Nov. 8’s other leadership race quitter also happened to be a centrist woman from Calgary, but Donna Kennedy-Glans has strived to distance herself from Jansen’s experience. Kennedy-Glans, a former legislator and oil company vice-president, wasn’t left reeling from misogynistic attacks. She has zero interest in linking arms with Notley. Her decision is vastly more common among veteran Tory moderates: disillusioned and aware that Jason Kenney is crushing his way to control the Progressive Conservative party and marry it to the Wildrose opposition, Kennedy-Glans and her centrist ilk will camp out on the sidelines for now, and watch how Alberta politics reorganizes on either side of them.

Alberta Conservative MP Jason Kenney announces he will be seeking the leadership of Alberta's Progressive Conservative party in Calgary, Alta., Wednesday, July 6, 2016. (Jeff McIntosh/CP)

Jason Kenney announces he will be seeking the leadership of Alberta’s Progressive Conservative party in Calgary, Alta. on July 6, 2016. (Jeff McIntosh/CP)

The remnant core of the once-mighty Alberta PCs—punted from four decades of rule last year by a weary voting public—seemed ready to fight the hostile takeover plan Kenney launched in July. They would choose their leader by a delegate system, with rules set up to apparently favour an establishment figure over somebody who wanted to dissolve the party. Then, a couple of things went Kenney’s way: opposing candidates waited until late September to go public, giving the former federal Conservative minister miles of runway to mount a province-wide pickup-truck tour. It’s easier to lock down delegates when nobody’s actually competing for them, Kenney found. He also stunned the ranking Tory moderates by finding that many party elders and former MLAs (leadership delegates, all) reject the idea that Tories should refashion themselves as a principled centrist party. With former prime minister Stephen Harper as a top booster, Kenney is luring party elders and the grassroots with the traditional Tory promise: a swift campaign march toward power, delicious power.

Related: Jason Kenney on life after Ottawa and uniting the right in Alberta

Kenney has so far seized control of the PC policy agenda—no to any carbon tax, “not necessarily” to gay-straight alliances in schools—and is dominating the early delegate selection meetings against three low-profile rivals. His campaign was fined $5,000 for rule-flouting at one riding event, but is treating that like a fly splatting its truck windshield. Barring the sudden shifts that are jarringly common in Alberta politics, Kenney will win the PC crown in March, then try to draw Brian Jean’s Wildrose party into a merger, likely with that same intoxicating lure of power. An Innovative Research poll from late October shows the NDP way behind the Tories and Wildrose, and a majority of both party’s supporters believe unity is the path to victory.

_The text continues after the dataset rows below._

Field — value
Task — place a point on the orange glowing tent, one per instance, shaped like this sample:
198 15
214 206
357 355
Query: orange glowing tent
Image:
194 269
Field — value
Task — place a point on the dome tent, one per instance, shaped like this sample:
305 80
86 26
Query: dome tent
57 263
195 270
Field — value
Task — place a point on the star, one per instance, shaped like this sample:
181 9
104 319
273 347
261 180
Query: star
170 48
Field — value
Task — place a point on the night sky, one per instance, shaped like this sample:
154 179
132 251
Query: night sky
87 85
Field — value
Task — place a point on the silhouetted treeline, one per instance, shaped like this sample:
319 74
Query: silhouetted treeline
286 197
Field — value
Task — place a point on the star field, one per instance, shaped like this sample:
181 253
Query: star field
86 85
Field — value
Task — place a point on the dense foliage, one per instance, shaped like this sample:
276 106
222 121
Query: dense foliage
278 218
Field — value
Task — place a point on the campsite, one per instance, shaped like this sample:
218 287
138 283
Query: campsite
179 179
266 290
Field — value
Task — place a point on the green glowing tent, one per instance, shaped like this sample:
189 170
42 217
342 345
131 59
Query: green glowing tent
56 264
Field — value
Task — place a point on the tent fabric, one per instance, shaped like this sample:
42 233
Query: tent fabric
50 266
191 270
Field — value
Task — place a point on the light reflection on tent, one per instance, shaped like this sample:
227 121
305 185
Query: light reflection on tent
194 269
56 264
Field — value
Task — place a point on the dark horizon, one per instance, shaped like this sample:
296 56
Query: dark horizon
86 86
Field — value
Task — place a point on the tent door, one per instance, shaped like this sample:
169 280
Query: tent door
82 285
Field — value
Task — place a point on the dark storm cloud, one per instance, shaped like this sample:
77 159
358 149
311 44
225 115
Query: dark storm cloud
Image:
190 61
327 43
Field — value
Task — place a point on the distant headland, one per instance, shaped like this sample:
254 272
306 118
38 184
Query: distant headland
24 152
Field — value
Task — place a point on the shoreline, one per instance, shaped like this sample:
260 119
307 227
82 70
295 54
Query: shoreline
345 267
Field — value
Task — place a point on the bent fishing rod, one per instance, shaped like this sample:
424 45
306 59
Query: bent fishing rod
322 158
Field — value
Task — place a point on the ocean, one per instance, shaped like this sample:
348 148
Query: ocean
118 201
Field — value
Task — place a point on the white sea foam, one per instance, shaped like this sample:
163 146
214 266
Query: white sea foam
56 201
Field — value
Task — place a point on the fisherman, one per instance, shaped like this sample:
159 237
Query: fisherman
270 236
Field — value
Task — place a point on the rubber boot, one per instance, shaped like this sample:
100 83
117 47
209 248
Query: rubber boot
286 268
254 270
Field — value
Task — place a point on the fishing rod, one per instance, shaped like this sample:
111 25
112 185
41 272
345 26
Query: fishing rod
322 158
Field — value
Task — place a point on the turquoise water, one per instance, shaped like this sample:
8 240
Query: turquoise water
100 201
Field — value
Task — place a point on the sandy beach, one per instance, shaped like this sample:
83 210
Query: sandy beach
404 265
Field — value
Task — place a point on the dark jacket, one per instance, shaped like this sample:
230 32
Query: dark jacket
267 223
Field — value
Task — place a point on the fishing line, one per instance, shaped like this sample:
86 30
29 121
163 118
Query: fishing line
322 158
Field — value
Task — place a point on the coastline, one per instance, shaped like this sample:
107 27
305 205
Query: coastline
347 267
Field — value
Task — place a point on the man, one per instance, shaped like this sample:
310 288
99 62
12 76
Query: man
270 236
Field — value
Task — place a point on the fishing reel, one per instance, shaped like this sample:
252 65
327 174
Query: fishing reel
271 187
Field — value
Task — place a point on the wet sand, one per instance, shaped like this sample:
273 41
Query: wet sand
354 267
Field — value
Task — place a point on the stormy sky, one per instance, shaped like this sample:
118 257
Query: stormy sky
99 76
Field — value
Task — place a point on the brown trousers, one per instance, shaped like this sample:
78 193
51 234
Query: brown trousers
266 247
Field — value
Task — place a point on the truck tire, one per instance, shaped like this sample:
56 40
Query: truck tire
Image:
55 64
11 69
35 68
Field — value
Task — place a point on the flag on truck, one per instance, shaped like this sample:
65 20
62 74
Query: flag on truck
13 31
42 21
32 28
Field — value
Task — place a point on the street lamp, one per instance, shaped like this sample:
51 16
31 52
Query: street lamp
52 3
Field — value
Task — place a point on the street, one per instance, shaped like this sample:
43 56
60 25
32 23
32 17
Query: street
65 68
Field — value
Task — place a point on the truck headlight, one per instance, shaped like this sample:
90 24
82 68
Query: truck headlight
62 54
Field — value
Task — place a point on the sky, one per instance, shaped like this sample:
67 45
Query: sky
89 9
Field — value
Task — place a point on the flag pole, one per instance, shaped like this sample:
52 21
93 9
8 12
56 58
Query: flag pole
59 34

Thus far, Notley and Kenney seem to relish the creation of an NDP-Conservative binary in Alberta politics. But to listen to each of them, the centre isn’t a void. It’s the sensible free-enterprisers versus the socialist hordes from one perspective, and the mainstream moderates versus the Trump-ish extremist from the other. In Jansen, Notley picked up a politician with nearly identical views on social issues, and both remember how the stench of homophobia doomed the Wildrose in the 2012 election that Alison Redford’s progressive Tories won.

Kenney risks leading his party or parties to defeat if he mucks too much with social conservatism, abandoning a key lesson from Harper. But perhaps duping the NDP into fighting a culture war may be wise. The Tories whose “fiscally conservative and socially progressive” cliché emphasizes the latter point are a stark minority—few will follow Jansen’s example. More Tories focus on fiscal principles, like Kennedy-Glans does.

There are two dominant political dynamics in Alberta: economic anxiety, and the desire to remedy the dice-roll that gave the province an NDP government. Kennedy-Glans launched her short-lived campaign hoping to focus on ideas. She had to reposition quickly to talk about winning. “That was the topic, that was the question: who can beat the NDP in 2019,” she says. Kenney wins the backlash sweepstakes if he becomes the easiest answer to that question, and if he can keep Albertans cozy in the traditional embrace of against-all-taxes dogma.

At least Notley’s team stands to fare better than their cousins did in Ontario in the 1990s and Nova Scotia more recently. When those provinces’ voters appraised their first-time NDP governments after one term, they pushed them back into third place. In Alberta, it would be hard to finish third in a two-way race.